How much more information do we need to make common sense decisions regarding wind and solar energy generation? If they can't stand on their own, then they parish into 'development mode'.
Why is this so complicated for so many people? Why aren't we all outraged by this demand by so few on so many? Why do we just stand by while the few take our money to fund projects that will reap millions for them? Projects that are a fraud!!!
The Midwest Wind Surtax
Source: "The Midwest Wind Surtax," Wall Street Journal, December 30, 2010.
You'd think poor Michigan has enough economic troubles without the Federal Energy Regulatory Commission (FERC) placing a $300 million to $500 million annual surtax on the state's electric utility bills. But on December 16, FERC Chairman Jon Wellinghoff announced new rules that would essentially socialize the cost of transmission lines across 13 states in the Midwest, reports the Wall Street Journal.
The region-wide pricing scheme will force Michigan to pay about 20 percent of as much as $20 billion in new high-voltage transmission lines -- though Michigan businesses and homeowners will get little benefit.

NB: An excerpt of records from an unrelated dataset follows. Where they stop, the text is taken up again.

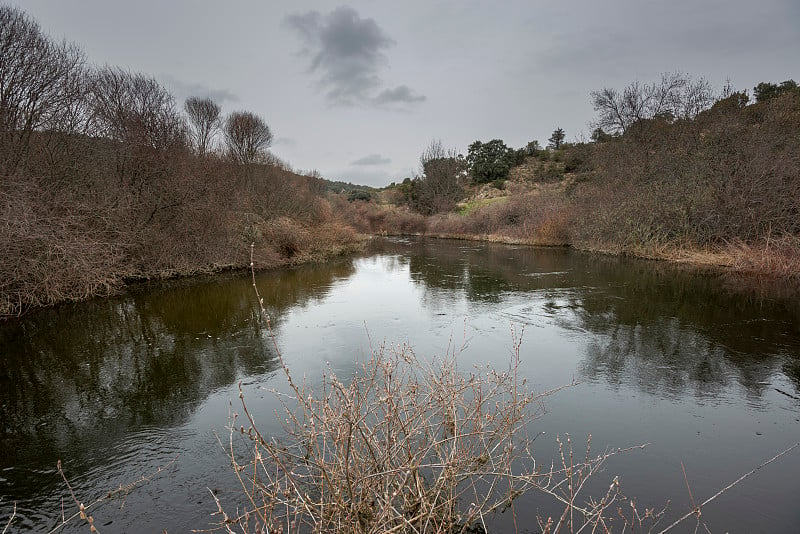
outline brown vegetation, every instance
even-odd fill
[[[473,186],[462,213],[420,226],[800,277],[800,90],[785,85],[752,105],[730,89],[714,102],[707,82],[677,74],[595,92],[598,124],[617,135],[531,143],[511,180],[492,184],[497,195]]]
[[[679,250],[776,254],[800,250],[800,93],[745,106],[741,93],[694,120],[643,121],[598,144],[591,179],[576,189],[578,246],[651,256]],[[798,274],[798,271],[794,271]]]
[[[532,245],[569,243],[570,206],[554,188],[517,193],[480,206],[467,215],[434,218],[429,233],[444,237],[486,236]]]
[[[0,318],[132,279],[320,259],[356,243],[315,176],[265,152],[268,126],[155,79],[85,65],[0,6]]]

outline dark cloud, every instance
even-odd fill
[[[319,75],[319,84],[332,104],[424,100],[405,85],[371,96],[382,85],[378,73],[387,64],[384,51],[395,44],[374,19],[361,18],[353,8],[340,6],[328,14],[289,15],[284,22],[302,37],[306,47],[302,54],[311,58],[309,70]]]
[[[413,104],[414,102],[424,102],[425,95],[415,93],[407,85],[398,85],[394,89],[384,89],[375,97],[375,103],[386,104]]]
[[[380,154],[370,154],[369,156],[364,156],[363,158],[355,160],[350,165],[388,165],[391,162],[391,159],[385,158]]]
[[[160,76],[175,97],[175,101],[180,105],[184,100],[190,96],[197,96],[200,98],[210,98],[217,104],[224,104],[225,102],[238,102],[239,96],[227,89],[212,89],[202,83],[191,83],[179,80],[169,74],[162,74]]]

Indiana, Illinois, Minnesota and Wisconsin will also absorb new costs.
This is the first step in a FERC scheme to socialize transmission costs nationwide. In June FERC drafted a rule to create a new national transmission pricing policy that would link wind and solar energy projects to the national electricity grid. The new pricing rule would establish a new category of transmission lines, "Multi-Value-Project," which would take into account broad "public policy goals," most notably the increased use of renewable energy.
About half the states already have renewable portfolio standards, which require from 10 percent to one-third of electricity to come from wind, solar and other renewable resources. But states have discovered that ratepayers aren't thrilled about paying higher costs.
For example:
A 2009 report by the California Public Utilities Commission found that to meet the state's 33 percent renewable energy target by 2020, seven transmission lines at a cost of $12 billion would need to be built.
In Massachusetts, electricity from the Cape Wind project will cost two to three times more per kilowatt hour than electricity from coal or natural gas.
The wind industry has essentially conceded that without the ability to socialize costs, its projects can't compete with coal, natural gas or nuclear power.
The FERC pricing scheme is politically insidious and arguably unconstitutional, because it enables states with renewable energy standards to export the costs of those policies to states without these laws, says the Journal.